Binghamton University has experienced a rise in “sextortion” crimes over the 2021-22 academic year.
During a BU Council meeting on April 21, the Annual Campus Safety report revealed an increase in fraud and grand larceny cases from the 2021-22 academic year. This change has been attributed to a rise in sextortion scams — a generally recognized form of fraud that focuses on the exploitation of sexually explicit material obtained from a victim, according to the Federal Bureau of Investigation (FBI). Sextortion schemes usually start on an app or social media platform where people can meet. After the suspect starts a relationship with the victim, they collect explicit videos or pictures of the victim and begin extorting money out from the victim by threatening to send the content to the target’s family and friends.
Christopher Meyn, a lieutenant at the University Police Department (UPD), explained why sextortion is classified as both fraud and grand larceny in crime statistics.
“The more potential victims the suspect has contacted over social media, the more likely the suspect is to hook a victim and maliciously obtain explicit material,” Meyn wrote in an email. “Because of this, the scam meets the Penal Law crime of Scheme to Defraud 2nd. (Pl 190.60(1)).
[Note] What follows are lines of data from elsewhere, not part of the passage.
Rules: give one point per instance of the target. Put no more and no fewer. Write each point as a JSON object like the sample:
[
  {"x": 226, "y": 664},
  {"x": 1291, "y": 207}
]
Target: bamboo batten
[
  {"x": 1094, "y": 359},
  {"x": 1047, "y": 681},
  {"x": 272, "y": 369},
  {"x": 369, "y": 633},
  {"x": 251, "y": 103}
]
The second element of the crime is grand larceny, which specifically addresses the suspect extorting the victim for money or other property. Anytime property, regardless of the value or nature, is obtained through extortion it is classified as a grand larceny (PL155.30(6)).”
Meyn further described the link between fraud and grand larceny in the crime statistics. According to Meyn, BU had 17 fraud cases that were classified as sextortion in 2022, accounting for 41 percent of on-campus frauds that year. These cases also are classified under the grand larceny category of the Safety Report.
In a Federal Trade Commission (FTC) data spotlight, the agency stated that 41 percent of sextortion reports named Instagram as the initial mode of contact and 31 percent named Snapchat. The FTC also stated that reports have increased more than eight times those recorded in 2019, and people aged 18-29 were more than six times as likely to report sextortion than people over the age of 29.
Joe Gallagher, a UPD investigator, described the process that a victim of sextortion would go through if they choose to pursue a criminal investigation.
“In cases of ‘sextortion,’ we start by collecting the usernames and handles for the associated accounts and submit subpoena requests through the District Attorney’s office,” Gallagher wrote in an email. “The subpoenas request subscriber information for the various accounts for the purposes of identifying the perpetrator. The problem we encounter is that the perpetrator often uses burner emails and phone numbers, which cannot be traced back to the actual suspect. It can be very challenging to close a sextortion case with the arrest of a perpetrator.”
Anna Jantz, the assistant director and advocate of the Consultation, Advocacy, Referral and Education (CARE) Team, explained the impact of these crimes and on-campus resources available to victims of sextortion.
“These experiences can be deeply violating and isolating for those impacted, and it is important that students know they are not alone,” Jantz wrote in an email. “University offices such as UPD, the CARE Team, [University Counseling Center (UCC)] and [Violence, Abuse and Rape Crisis Center (VARCC)] are just some of the many resources students can explore. Knowledge is a powerful tool in addressing these incidents.”
Strategies recommended by the FBI to protect people from these scams include being selective about what you post online and being wary of people you meet through social media.
Brianna Torres, a sophomore majoring in psychology, expressed her thoughts on the nature of sextortion crimes.
“No one should ever have to go through something like this,” Torres said. “It is straight manipulation.”
Isabella Fredericksen, the vice president of Domestic and Oppressive Violence Education (DOVE) and a junior majoring in biomedical engineering, described the effort her organization is making to aid victims of interpersonal violence and sextortion.
“DOVE wants anybody experiencing sextortion to know that it is not their fault, and they are not alone,” Frederickson wrote in an email. “Our club focuses on educating students about the different types of interpersonal violence, resources on campus, how to help a friend experiencing this [and] coping mechanisms. We hope that as a club, we can work with other resources both on and off campus to stop the rise in the number of sextortion claims and make resources more available to students, if they do find themselves experiencing this.”